Safety, Tolerability, Pharmacokinetics, Pharmacodynamics, and Efficacy of SAR442501 in Pediatric Participants With Achondroplasia

This is a Phase 2, open-label, multicenter, study to evaluate safety, tolerability and efficacy of SAR442501 in children from birth up to 12 years of age with Achondroplasia.

Inclusion Criteria: * Participants must have ACH with a confirmed mutation in the FGFR3 gene * Participants and/or parent(s) or legal representative(s) must be willing and able to perform all the study procedures to the best of their physical ability. * Parent(s) or legal representative(s) capable of giving signed informed consent and participants capable of giving assent when applicable.
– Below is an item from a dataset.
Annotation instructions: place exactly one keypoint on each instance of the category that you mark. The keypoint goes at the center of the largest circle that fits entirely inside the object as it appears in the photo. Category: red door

Exclusion Criteria: * Have hypochondroplasia (or the N540K mutation) or short stature condition other than ACH (eg, trisomy 21, pseudochondroplasia) * Participants have received any dose of medications or investigational product, including human growth hormone, IGF-1, intended to affect participants' stature or body proportions between the completion of OBS16647 and enrollment (Week 0/Day 1/Visit 2). * Have a history of growth plate closure. * Long bone fracture within 3 months of enrollment (Week 0/Day 1/Visit 2) * Current evidence of corneal or retinal disorder/keratopathy. * Participants have had a previous surgical intervention involving the foramen magnum (Stage 2 only). * Hyperphosphatemia. The above information is not intended to contain all considerations relevant to a potential participation in a clinical trial.